What else, other than wasting money, is not new in my life. I stopped by the supermarket to pick up a bag of Hazel Nuts (an afterthought), some Power Ball tickets (main mission) and a few other lottery tickets too. While I was filling out the Power Ball numbers, the lady behind the counter asks some guy if he bought any. He said "I'm not wasting my money". She said likewise back at him and he then repeated himself, in an exaggerated and drawn out manner, this time his voice directed toward me from the sound of it. All I could think was: 'Fine arsehat, you spend your money how you want, but if you say it again and get any louder and closer to my ear, I am going to give you a face full of Ballseye'.
As it turned out, I completed filling in my numbers, paid for my tickets, checked to make sure they were the right selections and started to leave when suddenly I realized I had an extra Power Ball ticket for which I did not ask nor pay. I let the lady behind the counter know about it and she looked puzzled but only for a moment and then she told me that you get one free play if you buy $10 worth of tickets (5 tickets). She could have just grabbed it from me and said sorry about that and maybe would have had the winning ticket in her pocket.
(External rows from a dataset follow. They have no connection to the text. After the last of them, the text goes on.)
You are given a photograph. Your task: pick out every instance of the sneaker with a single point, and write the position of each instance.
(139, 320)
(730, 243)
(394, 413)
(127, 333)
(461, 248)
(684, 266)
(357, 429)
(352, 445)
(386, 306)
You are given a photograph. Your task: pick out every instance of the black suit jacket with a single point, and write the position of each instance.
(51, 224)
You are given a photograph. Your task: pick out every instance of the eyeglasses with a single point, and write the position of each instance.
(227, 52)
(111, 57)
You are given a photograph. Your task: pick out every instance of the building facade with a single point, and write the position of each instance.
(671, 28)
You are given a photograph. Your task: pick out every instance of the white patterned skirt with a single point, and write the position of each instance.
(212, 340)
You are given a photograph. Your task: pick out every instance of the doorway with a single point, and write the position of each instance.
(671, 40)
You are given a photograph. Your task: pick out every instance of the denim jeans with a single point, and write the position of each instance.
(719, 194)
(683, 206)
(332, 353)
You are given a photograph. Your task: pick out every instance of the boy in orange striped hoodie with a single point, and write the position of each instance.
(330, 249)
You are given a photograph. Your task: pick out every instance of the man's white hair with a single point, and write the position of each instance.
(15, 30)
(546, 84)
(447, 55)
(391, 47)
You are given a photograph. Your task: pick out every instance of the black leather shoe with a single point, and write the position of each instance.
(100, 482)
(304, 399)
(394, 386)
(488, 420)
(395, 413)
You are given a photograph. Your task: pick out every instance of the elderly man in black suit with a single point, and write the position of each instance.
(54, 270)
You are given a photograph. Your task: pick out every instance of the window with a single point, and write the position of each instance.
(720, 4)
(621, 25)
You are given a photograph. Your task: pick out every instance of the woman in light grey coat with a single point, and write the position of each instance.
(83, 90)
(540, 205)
It was nice to see she was honest right back at me. I am pretty sure that many people would have just thought they had gotten away with an extra ticket for which they had not paid, that is, if they, like me, did not know about the free game.
I would be more than satisfied to hit the second prize but have to admit that the first prize of $500 million dollars would be one heck of a wonderful thing. I figure that the prize would be doled out in the amount of about $225 to $250 after taxes in a lump sum. What to do with that much money. I think I would secure the family coffers first, buy some land (because only volcanoes and God make more of it and I have not seen God making an lately), have fun with a lot of it, and give a very large amount of money to a charity or three of our choosing. Then again, maybe we would buy a small country somewhere and call it Ballseyevania wherein the right to keep and bear arms (including possess, buy, manufacture, shoot, defend yourself with, overthrow a tyranny with) would be sacred over all others.
Now back to reality. I wish any of you who bought a ticket or more all the best of luck just as I hope you wish me the same. Money may not buy happiness but it sure goes a long way toward allowing you to enjoy things that might make you happy. Of course, it can also be a pain in the arse but oh what a joyous pain to have so much of it as to be uncertain how to spend it. If nothing else, it could certainly make life interesting.